Here's my experience over the last 7 years of Python programming.
A class has 1 or more superclasses forming a simple chain from my class to object.
The concept of "class" is defined by a metaclass named type. I might want to extend the concept of "class", but so far, it's never come up in practice. Not once. type always does the right thing.
Using super works out really well in practice. It allows a subclass to defer to it's superclass. It happens to show up in these metaclass examples because they're extending the built-in metaclass, type.

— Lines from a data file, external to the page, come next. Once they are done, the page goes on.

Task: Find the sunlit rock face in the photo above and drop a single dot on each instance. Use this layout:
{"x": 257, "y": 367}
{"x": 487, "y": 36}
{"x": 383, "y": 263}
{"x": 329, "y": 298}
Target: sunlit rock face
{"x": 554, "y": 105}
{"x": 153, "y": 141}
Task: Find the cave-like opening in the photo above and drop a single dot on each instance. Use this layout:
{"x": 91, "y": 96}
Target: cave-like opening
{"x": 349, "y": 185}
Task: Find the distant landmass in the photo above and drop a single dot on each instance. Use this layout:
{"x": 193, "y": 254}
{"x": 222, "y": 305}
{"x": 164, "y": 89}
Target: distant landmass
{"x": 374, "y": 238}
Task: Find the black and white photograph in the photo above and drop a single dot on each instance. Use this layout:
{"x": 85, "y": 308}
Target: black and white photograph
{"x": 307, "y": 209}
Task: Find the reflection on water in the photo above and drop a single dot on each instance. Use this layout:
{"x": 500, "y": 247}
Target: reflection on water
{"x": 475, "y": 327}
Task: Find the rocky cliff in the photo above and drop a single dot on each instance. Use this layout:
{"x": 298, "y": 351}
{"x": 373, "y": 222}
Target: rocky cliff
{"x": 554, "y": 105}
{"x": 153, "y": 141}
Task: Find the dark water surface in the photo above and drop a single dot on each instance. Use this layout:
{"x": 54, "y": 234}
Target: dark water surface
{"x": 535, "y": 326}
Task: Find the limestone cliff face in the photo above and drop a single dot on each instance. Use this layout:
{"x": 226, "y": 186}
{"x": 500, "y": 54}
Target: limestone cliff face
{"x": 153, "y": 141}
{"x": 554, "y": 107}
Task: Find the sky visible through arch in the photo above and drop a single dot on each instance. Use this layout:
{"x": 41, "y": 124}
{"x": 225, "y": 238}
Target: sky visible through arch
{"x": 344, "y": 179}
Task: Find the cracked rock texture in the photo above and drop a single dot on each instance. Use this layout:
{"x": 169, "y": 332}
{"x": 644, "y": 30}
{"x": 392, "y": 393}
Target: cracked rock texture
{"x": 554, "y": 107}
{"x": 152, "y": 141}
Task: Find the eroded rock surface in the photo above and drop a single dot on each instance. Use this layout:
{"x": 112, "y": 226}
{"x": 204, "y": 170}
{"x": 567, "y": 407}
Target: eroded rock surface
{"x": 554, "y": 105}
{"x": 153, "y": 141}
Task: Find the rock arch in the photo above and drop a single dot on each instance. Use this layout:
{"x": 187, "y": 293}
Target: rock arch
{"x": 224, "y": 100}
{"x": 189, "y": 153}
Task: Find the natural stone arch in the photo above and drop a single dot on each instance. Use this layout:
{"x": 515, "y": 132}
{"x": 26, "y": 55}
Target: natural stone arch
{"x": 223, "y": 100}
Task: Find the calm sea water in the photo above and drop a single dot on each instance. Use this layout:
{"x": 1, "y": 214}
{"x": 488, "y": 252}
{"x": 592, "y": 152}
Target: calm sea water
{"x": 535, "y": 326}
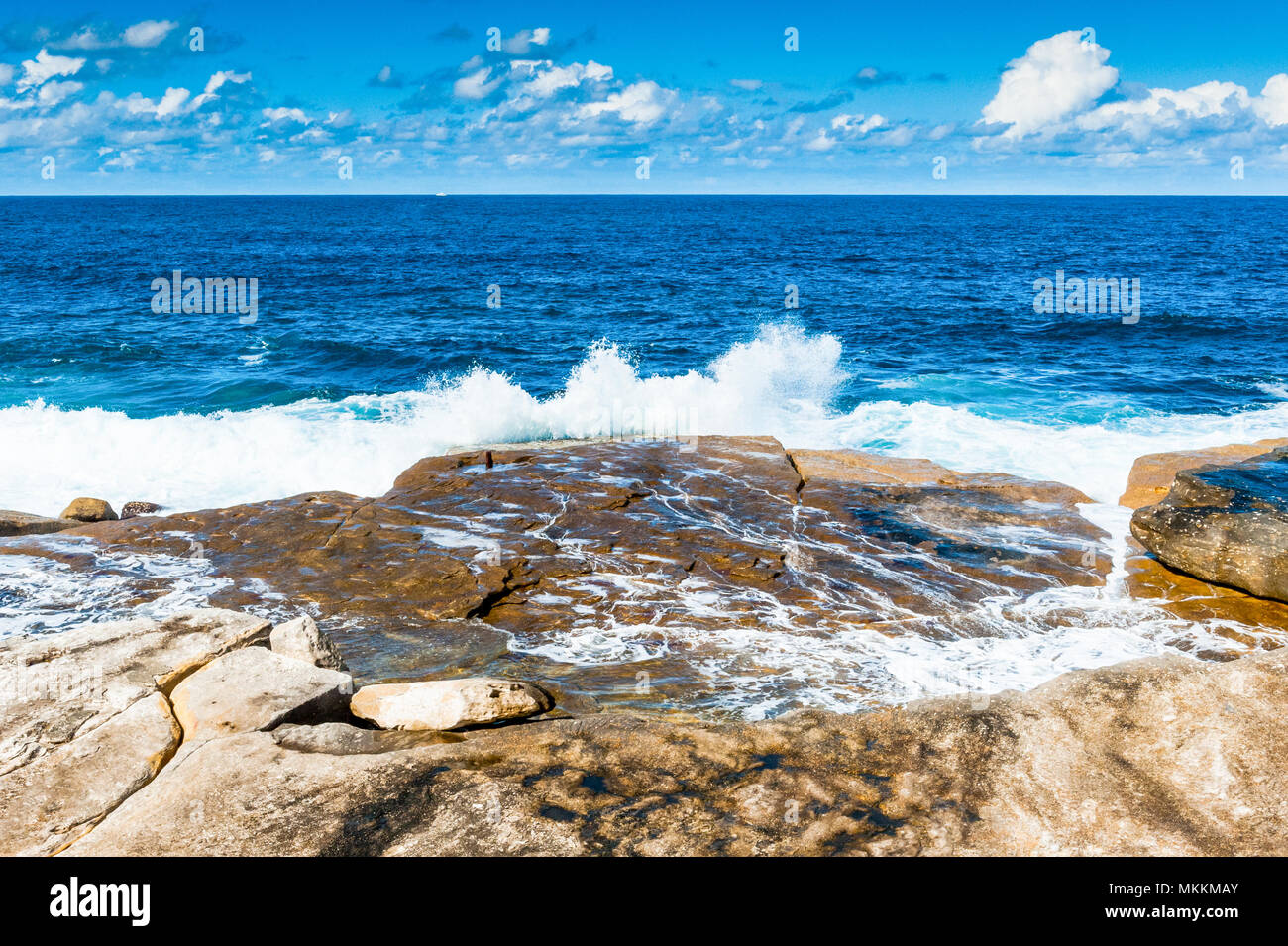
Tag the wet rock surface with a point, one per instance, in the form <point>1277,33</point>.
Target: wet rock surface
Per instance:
<point>301,640</point>
<point>13,523</point>
<point>449,704</point>
<point>86,510</point>
<point>1153,475</point>
<point>256,688</point>
<point>713,575</point>
<point>85,719</point>
<point>1225,524</point>
<point>1166,756</point>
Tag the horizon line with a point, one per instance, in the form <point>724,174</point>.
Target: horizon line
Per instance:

However, in all subclass situations, you'll make use of super to extend a superclass.
Metaclasses
The metaclass issue is this:
Every object has a reference to it's type definition, or "class".
A class is, itself, also an object.
Therefore a object of type class has a reference to it's type or "class". The "class" of a "class" is a metaclass.
Since a "class" isn't a C++ run-time object, this doesn't happen in C++. It does happen in Java, Smalltalk and Python.
A metaclass defines the behavior of a class object.
90% of your interaction with a class is to ask the class to create a new object.
10% of the time, you'll be using class methods or class variables ("static" in C++ or Java parlance.)
I have found a few use cases for class-level methods. I have almost no use cases for class variables. I've never had a situation to change the way object construction works.